En l’espèce, il est constant que la pathologie de Monsieur [I], à savoir une « rupture partielle et transfixiante du supra epineux et sub scapulaire droit », a été instruite par la CPAM au titre du tableau n°57 A des maladies professionnelles.
Il ressort de la concertation médico- administrative que l’examen complémentaire nécessaire exigé par le tableau a consisté en un « ARTHROSCANNER [réalisation : 22/01/2018] – Médecin : DR [P] », et a été réceptionné le 30 avril 2024.
Ainsi, il résulte de ces éléments que la pathologie de Monsieur [I] a été objectivée par un arthroscanner réalisé le 22 janvier 2018, ce que la CPAM ne conteste pas.
Or, le tableau n°57 A des maladies professionnelles prévoit expressément l’objectivation d’une rupture partielle ou transfixiante de la coiffe des rotateurs de l’épaule par IRM, la réalisation d’un arthroscanner n’étant possible que dans le seul cas d’une contre-indication à l’IRM.
Cependant, il ne ressort des pièces versées aux débats par les parties ni que Monsieur [I] présente une contre-indication à l’IRM justifiant que sa pathologie déclarée ait été objectivée par arthroscanner, ni qu’en tout état de cause, et en l’absence de toute contre-indication, une IRM a été réalisée afin d’objectiver sa maladie.
En outre, le motif tiré du secret médical attaché à l’IRM en tant qu’élément de diagnostic est inopérant en ce que, dans le cas présent, il est patent que la maladie n’a pas été objectivée par IRM, et que la caisse ne justifie pas de l’existence d’une contre-indication à la réalisation de cet examen.
Ainsi, et pour ce seul motif, le recours de la société [1] sera accueilli.
Par conséquent, il convient de dire que la décision de la CPAM du 11 septembre 2024 prenant en charge la pathologie « rupture partielle et transfixiante du supra epineux et sub scapulaire droit » déclarée le 29 avril 2024 par Monsieur [I] au titre de la législation professionnelle doit être déclarée inopposable à la société [1].

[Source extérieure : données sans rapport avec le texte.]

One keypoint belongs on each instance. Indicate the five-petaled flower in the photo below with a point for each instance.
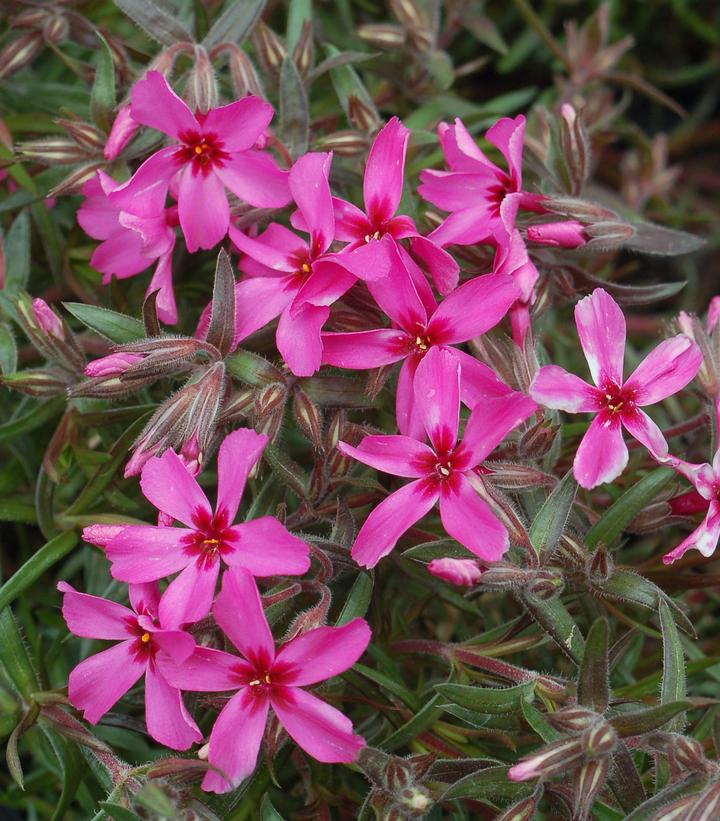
(144, 633)
(443, 472)
(603, 455)
(265, 677)
(142, 553)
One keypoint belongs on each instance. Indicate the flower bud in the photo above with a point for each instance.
(462, 572)
(19, 52)
(568, 234)
(123, 130)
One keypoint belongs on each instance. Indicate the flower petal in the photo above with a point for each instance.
(602, 455)
(156, 105)
(166, 717)
(265, 547)
(203, 209)
(93, 617)
(397, 455)
(472, 309)
(143, 553)
(255, 177)
(437, 393)
(554, 387)
(322, 653)
(101, 680)
(601, 327)
(239, 452)
(239, 124)
(239, 613)
(321, 730)
(168, 484)
(666, 370)
(467, 518)
(235, 740)
(298, 338)
(390, 519)
(365, 349)
(383, 181)
(310, 189)
(491, 421)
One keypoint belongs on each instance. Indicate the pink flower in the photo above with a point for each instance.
(98, 682)
(47, 319)
(265, 678)
(142, 553)
(213, 151)
(419, 325)
(602, 454)
(290, 277)
(373, 232)
(462, 572)
(132, 241)
(444, 472)
(112, 365)
(475, 190)
(123, 130)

Compte tenu de la décision entreprise, la CPAM, partie succombante, sera tenue aux éventuels dépens de l’instance.
PAR CES MOTIFS
Le pôle social du tribunal judiciaire d’Arras, après débats en audience publique, par jugement réputé contradictoire, rendu en premier ressort, par mise à disposition au greffe,
DIT que la décision de la caisse primaire d’assurance maladie de l’Artois du 11 septembre 2024 prenant en charge la pathologie « rupture partielle et transfixiante du supra epineux et sub scapulaire droit » déclarée le 29 avril 2024 par Monsieur [A] [I] au titre de la législation professionnelle est inopposable à la société [1] ;
CONDAMNE la caisse primaire d’assurance maladie de l’Artois aux éventuels dépens de l’instance ;
INDIQUE aux parties qu’elles disposent d’un délai d’un mois à compter de la notification de la présente décision pour en interjeter appel, sous peine de forclusion. L’appel doit être adressé à la Cour d’appel d’Amiens_ [Adresse 3].
Ainsi jugé et signé par mise à disposition les jour, mois et an susdits.